The Chung-Hua Institution for Economic Research (CIER, 中華經濟研究院) yesterday cut its GDP growth forecast for the nation this year from the 3.55 percent it forecast in April to 2.36 percent, due to the impact of near-zero growth in the second quarter because of global economic uncertainties.
The Taipei-based think tank’s latest forecast was higher than the 1.94 percent GDP growth estimated by Academia Sinica last week.
“Although economic momentum in the second quarter was weak, our overall economic outlook for this year is not that pessimistic [compared with Academia Sinica’s forecast],” CIER president Wu Chung-shu (吳中書) told a press conference.
Wu said the nation’s exports showed a contraction in the first six months due to the impact of various global economic uncertainties led by the eurozone’s debt crisis, further dragging down the GDP growth rate and the institute’s growth forecast.

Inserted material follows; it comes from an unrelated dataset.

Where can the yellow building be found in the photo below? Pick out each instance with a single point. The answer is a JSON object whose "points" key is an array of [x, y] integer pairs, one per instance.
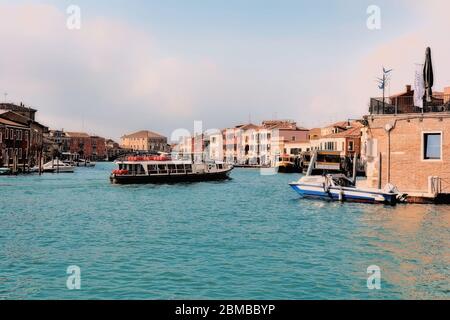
{"points": [[145, 141]]}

However, the nation’s overall economic momentum for this year may not be as slow as during the global financial crisis of 2008 and 2009, Wu added.
The institute forecast GDP to grow just 0.18 percent in the second quarter from a year earlier, worse than the 0.39 percent annual growth posted in the first quarter, an indication that the second quarter could be the bottom of this round of the economic cycle.
However, the economy in the second half of the year may rebound from the first half by rising 3.48 percent and 5.13 percent in the third and fourth quarters respectively, as exports recover from their slump, the institute said in its quarterly report.
The institute expects the annual growth of exports to reach 0.41 percent this year, with imports to slide 0.25 percent from a year earlier.
On the domestic demand front, private consumption is expected to rise 1.91 percent this year, while private investment may fall 2.23 percent, as most companies in Taiwan maintain a relatively conservative attitude on capital expenditure, the report said.
Since various domestic institutes have revised downward their latest forecasts for economic growth this year, it seems increasingly likely that the Directorate-General of Budget, Accounting and Statistics (DGBAS) will follow suit and may cut its full-year growth forecast next Tuesday.
In May, the DGBAS estimated the nation’s economy would grow 3.03 percent this year.